Python Function Transforms
Applies To: |
Pipeline Bundle |
Configuration Scope: |
Pipeline |
Databricks Docs: |
NA |
Overview
You can specify custom Python functions or transforms in your Pipeline Bundle and then reference these in your data flow specs. These allow for flexibility and more complex transformations to be supported without overly complicating the Framework.
The functions get called and executed by the framework directly after a View reads from its source.
There are two approaches to defining Python transforms:
Pipeline logic modules: Define functions in the
src/python/directory and reference them by module nameFile Path: Define functions in
./python_functions/directories and reference by file path
Sample Bundle
Samples are available in the bronze_sample bundle in the src/dataflows/feature_samples folder.
Configuration
Using Pipeline Logic Modules (src/python/)

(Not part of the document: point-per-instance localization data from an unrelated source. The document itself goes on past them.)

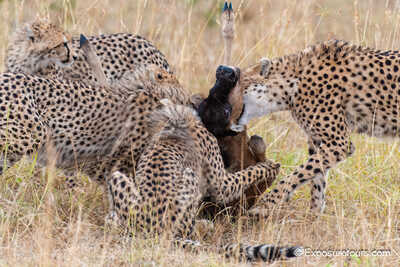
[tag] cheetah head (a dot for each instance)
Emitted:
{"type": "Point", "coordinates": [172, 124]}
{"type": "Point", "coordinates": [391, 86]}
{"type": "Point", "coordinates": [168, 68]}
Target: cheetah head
{"type": "Point", "coordinates": [37, 45]}
{"type": "Point", "coordinates": [266, 89]}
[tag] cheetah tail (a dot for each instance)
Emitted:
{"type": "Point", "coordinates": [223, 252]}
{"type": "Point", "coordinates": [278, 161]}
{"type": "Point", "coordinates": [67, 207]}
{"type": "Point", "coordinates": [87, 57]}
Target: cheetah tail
{"type": "Point", "coordinates": [265, 253]}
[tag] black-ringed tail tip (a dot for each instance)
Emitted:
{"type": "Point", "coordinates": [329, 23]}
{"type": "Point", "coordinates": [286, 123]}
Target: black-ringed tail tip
{"type": "Point", "coordinates": [227, 7]}
{"type": "Point", "coordinates": [296, 252]}
{"type": "Point", "coordinates": [82, 40]}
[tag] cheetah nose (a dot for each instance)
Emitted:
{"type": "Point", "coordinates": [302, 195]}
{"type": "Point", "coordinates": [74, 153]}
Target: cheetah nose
{"type": "Point", "coordinates": [225, 72]}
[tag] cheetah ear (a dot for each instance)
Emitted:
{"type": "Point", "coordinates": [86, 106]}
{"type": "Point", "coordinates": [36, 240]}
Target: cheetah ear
{"type": "Point", "coordinates": [150, 75]}
{"type": "Point", "coordinates": [265, 64]}
{"type": "Point", "coordinates": [165, 102]}
{"type": "Point", "coordinates": [29, 32]}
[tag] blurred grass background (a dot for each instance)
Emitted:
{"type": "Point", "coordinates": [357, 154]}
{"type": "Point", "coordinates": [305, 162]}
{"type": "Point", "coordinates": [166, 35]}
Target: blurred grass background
{"type": "Point", "coordinates": [44, 224]}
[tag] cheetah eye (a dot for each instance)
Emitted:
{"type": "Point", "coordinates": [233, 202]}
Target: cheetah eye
{"type": "Point", "coordinates": [227, 113]}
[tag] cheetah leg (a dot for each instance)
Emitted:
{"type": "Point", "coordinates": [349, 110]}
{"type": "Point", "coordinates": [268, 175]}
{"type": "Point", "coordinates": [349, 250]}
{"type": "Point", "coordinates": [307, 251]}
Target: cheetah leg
{"type": "Point", "coordinates": [17, 141]}
{"type": "Point", "coordinates": [122, 196]}
{"type": "Point", "coordinates": [314, 171]}
{"type": "Point", "coordinates": [231, 186]}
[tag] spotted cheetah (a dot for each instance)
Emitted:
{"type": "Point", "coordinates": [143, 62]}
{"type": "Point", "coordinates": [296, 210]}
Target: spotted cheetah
{"type": "Point", "coordinates": [331, 89]}
{"type": "Point", "coordinates": [181, 166]}
{"type": "Point", "coordinates": [92, 128]}
{"type": "Point", "coordinates": [36, 47]}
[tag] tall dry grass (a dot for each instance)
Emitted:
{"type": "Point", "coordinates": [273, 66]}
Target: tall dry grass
{"type": "Point", "coordinates": [42, 223]}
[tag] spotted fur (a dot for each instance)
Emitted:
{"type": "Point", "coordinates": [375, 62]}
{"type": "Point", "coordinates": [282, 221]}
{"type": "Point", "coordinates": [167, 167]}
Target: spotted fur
{"type": "Point", "coordinates": [331, 89]}
{"type": "Point", "coordinates": [181, 166]}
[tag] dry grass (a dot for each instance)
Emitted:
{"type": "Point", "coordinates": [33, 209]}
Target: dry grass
{"type": "Point", "coordinates": [42, 223]}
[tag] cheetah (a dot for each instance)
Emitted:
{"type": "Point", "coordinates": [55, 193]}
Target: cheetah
{"type": "Point", "coordinates": [92, 127]}
{"type": "Point", "coordinates": [36, 46]}
{"type": "Point", "coordinates": [40, 48]}
{"type": "Point", "coordinates": [208, 210]}
{"type": "Point", "coordinates": [182, 165]}
{"type": "Point", "coordinates": [331, 89]}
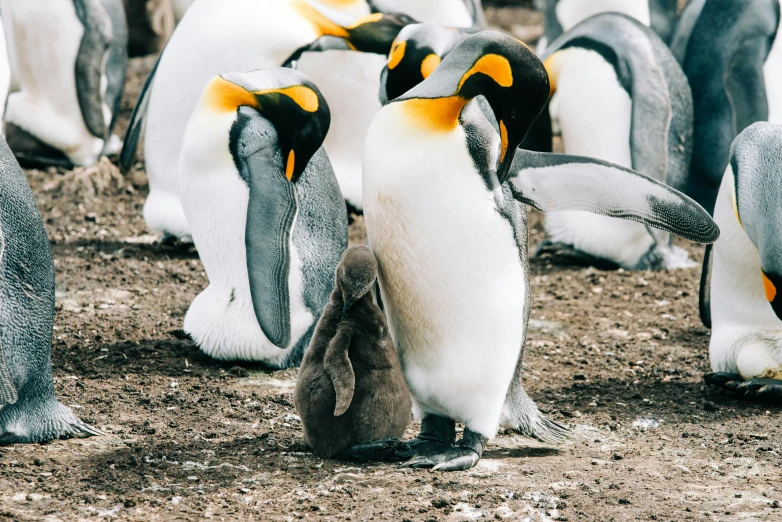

Place your Python transform functions in src/python/ — the framework adds this directory
to sys.path at pipeline initialisation so spec strings resolve without extra configuration.
Deprecation Notice
The legacy src/extensions/ directory is deprecated as of v0.13.0 and will be
removed in v1.0.0. Move .py files to src/python/ — existing pythonTransform.module
strings in Data Flow Specs are unchanged.
1. Create a module in ``src/python/``
Create your transform functions in the src/python/ directory:
my_pipeline_bundle/
├── src/
│ ├── python/
│ │ └── transforms.py # Your transform functions
│ ├── dataflows/
│ │ └── ...
Your module can contain multiple functions:
# src/python/transforms.py
from pyspark.sql import DataFrame
from pyspark.sql import functions as F
from typing import Dict
def customer_aggregation(df: DataFrame) -> DataFrame:
"""
Apply customer aggregation transformation.
"""
return (
df.withWatermark("load_timestamp", "10 minutes")
.groupBy("CUSTOMER_ID")
.agg(F.count("*").alias("COUNT"))
)
def customer_aggregation_with_tokens(df: DataFrame, tokens: Dict) -> DataFrame:
"""
Apply aggregation with configurable parameters from tokens.
"""
watermark_column = tokens.get("watermarkColumn", "load_timestamp")
watermark_delay = tokens.get("watermarkDelay", "10 minutes")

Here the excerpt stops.